Internet paths are dynamic. Assume that the path from one node to
another contains a set of links and intermediate systems. If the
network topology changes, that path can also change so that it
includes a different set of links and intermediate systems.
Each link is constrained by the number of bytes that it can convey
in a single IP packet. This constraint is called the link Maximum
Transmission Unit (MTU). IPv4 requires
every link to have an MTU of 68 bytes or greater. IPv6 requires every link to have an MTU of
1280 bytes or greater. These are called the IPv4 and IPv6 minimum link
MTU's.
Each Internet path is constrained by the number of bytes that it
can convey in a IP single packet. This constraint is called the Path
MTU (PMTU). For any given path, the PMTU is equal to the smallest of
its link MTU's. Because Internet paths are dynamic, PMTU is also
dynamic.
For reasons described below, source nodes estimate the PMTU between
themselves and destination nodes.

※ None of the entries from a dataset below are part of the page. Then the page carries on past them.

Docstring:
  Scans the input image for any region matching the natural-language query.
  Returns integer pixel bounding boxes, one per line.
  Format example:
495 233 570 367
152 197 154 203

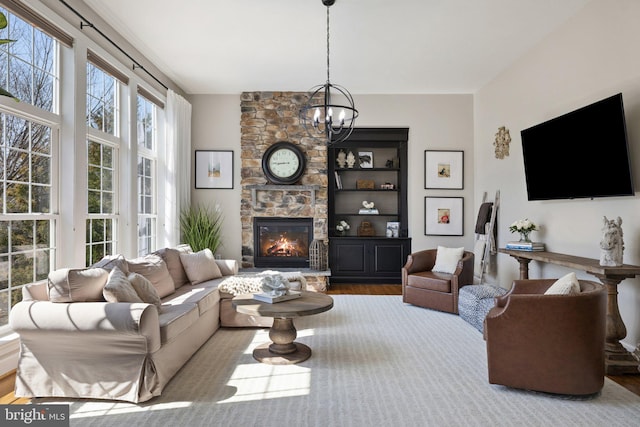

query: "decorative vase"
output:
336 150 347 169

A source node can produce extremely
conservative PMTU estimates in which:
The estimate for each IPv4 path is equal to IPv4 minimum link
MTU (68 bytes).
The estimate for each IPv6 path is equal to the IPv6 minimum
link MTU (1280 bytes).
While these conservative estimates are guaranteed to be less
than or equal to the actual MTU, they are likely to be much less than
the actual PMTU. This may adversely affect upper-layer protocol
performance.
By executing Path MTU Discovery
(PMTUD) procedures, a source node can
maintain a less conservative, running estimate of the PMTU between
itself and a destination node. According to these procedures, the
source node produces an initial PMTU estimate. This initial estimate
is equal to the MTU of the first link along path to the destination
node. It can be greater than the actual PMTU.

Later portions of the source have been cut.